Now, a growing sense of fear clutches my hear. I do my best to keep my mind off whatever the doctor is telling Dante. But it’s hard. You don’t really know what it’s like until you go through this. And I’ve gone through it three times now. Three. It’s not something that gets easier every time. In fact, I would say it gets harder each time. Then again, who am I to say? I’ve never been so scared in my life. Not even the first time, and I was pretty scared then. It’s different, though, because this time I know there could be a lot of permanent damage. His brain is what has the doctors worried. I can almost imagine how bad this has made things.

“Things will be okay, Caden. He’s strong. You’ll see,” Ty says to me.

I look up at Ty and Leah standing beside him. The two of them look tired. Their eyes don’t show much hope. I can’t blame them for that. And I notice the way they’re standing. It’s almost closer than before. I know they haven’t found a way of admitting they want each other yet. But I have a feeling it will be soon, if looking at them is any sign. They already breathe the air of a couple. Standing side by side, they look very good together, very comfortable with each other. Ty tries to smile at me, but it doesn’t make it to his eyes.
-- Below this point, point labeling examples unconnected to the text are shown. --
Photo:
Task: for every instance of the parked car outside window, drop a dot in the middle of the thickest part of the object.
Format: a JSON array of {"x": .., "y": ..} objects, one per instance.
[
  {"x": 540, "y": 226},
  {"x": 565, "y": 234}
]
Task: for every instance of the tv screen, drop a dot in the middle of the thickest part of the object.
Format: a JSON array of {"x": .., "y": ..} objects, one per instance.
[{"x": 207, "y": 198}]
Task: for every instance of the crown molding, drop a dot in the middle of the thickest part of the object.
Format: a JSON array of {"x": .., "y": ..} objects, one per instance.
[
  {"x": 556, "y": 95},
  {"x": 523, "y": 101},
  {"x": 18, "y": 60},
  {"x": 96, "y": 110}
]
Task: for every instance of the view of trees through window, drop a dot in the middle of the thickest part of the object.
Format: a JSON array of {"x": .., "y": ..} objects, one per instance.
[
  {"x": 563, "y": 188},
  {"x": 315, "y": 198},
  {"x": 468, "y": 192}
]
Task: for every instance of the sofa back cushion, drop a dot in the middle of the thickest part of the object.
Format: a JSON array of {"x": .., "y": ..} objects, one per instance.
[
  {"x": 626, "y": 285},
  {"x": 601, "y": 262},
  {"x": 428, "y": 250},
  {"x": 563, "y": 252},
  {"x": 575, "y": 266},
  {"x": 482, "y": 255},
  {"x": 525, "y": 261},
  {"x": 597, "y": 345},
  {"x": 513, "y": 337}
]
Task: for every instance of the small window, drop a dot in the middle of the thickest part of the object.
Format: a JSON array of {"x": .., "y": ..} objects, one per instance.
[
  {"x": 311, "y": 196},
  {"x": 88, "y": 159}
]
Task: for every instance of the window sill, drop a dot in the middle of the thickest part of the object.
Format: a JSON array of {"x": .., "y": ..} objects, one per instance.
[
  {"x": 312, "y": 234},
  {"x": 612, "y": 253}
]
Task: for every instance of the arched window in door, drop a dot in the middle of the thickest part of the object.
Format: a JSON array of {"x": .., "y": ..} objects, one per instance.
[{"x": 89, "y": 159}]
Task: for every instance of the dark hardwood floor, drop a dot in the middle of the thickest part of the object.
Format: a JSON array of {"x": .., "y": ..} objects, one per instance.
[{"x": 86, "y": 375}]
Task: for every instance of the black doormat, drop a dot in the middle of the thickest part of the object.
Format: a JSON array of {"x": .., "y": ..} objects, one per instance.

“I’m just trying not to think of the worst case scenario at the minute. I can’t think of it.”

Who am I kidding, though? It’s not like I can think of anything else. My whole life could change when Dante comes back and that is a fucking terrifying thought, no matter what anyone else says. I just need to see Luca again. To touch him and taste his lips. It’s all I need right now to make my world seem whole again. I’m desperate to hold him in my arms and to make love to him. I know what I have to do, what’s needed of me. And I plan on doing it once the opportunity presents itself.

“I know you’re scared. But he will be fine.” That’s Leah this time.

I do my best to smile. “Thanks,” I whisper hoarsely.

Nothing seems to happen and for a long time we all just sit there. Dante doesn’t resurface and it makes me nervous. Yeah, it probably shouldn’t. No news is good news and all that. But every moment I’m away from Luca feels like it’s less time I’ll ever have with him. Almost losing him so many times has made me realise a lot of things. The most important thing is that you need to spend as much time with the people you love as you can. Otherwise, they could be gone one day and nothing you or anyone else can do will ever bring them back. It’s a tough pill to swallow and most would say I shouldn’t be thinking like that. But when you dig deep enough, you realise it’s the Gods honest truth. Nothing can give you more time with someone unless you willingly spend it with them.

“He’s been gone a long time now. Do you think it’s bad news,” Ty whispers to Leah. He doesn’t realise I can hear him.

“Don’t say that, please,” she whispers harshly. She really cares about Luca. I know that now and I feel bad for being jealous. It’s not like he would ever hurt me like that. Luca is not the type of person to cheat. Not on me. Not on anyone.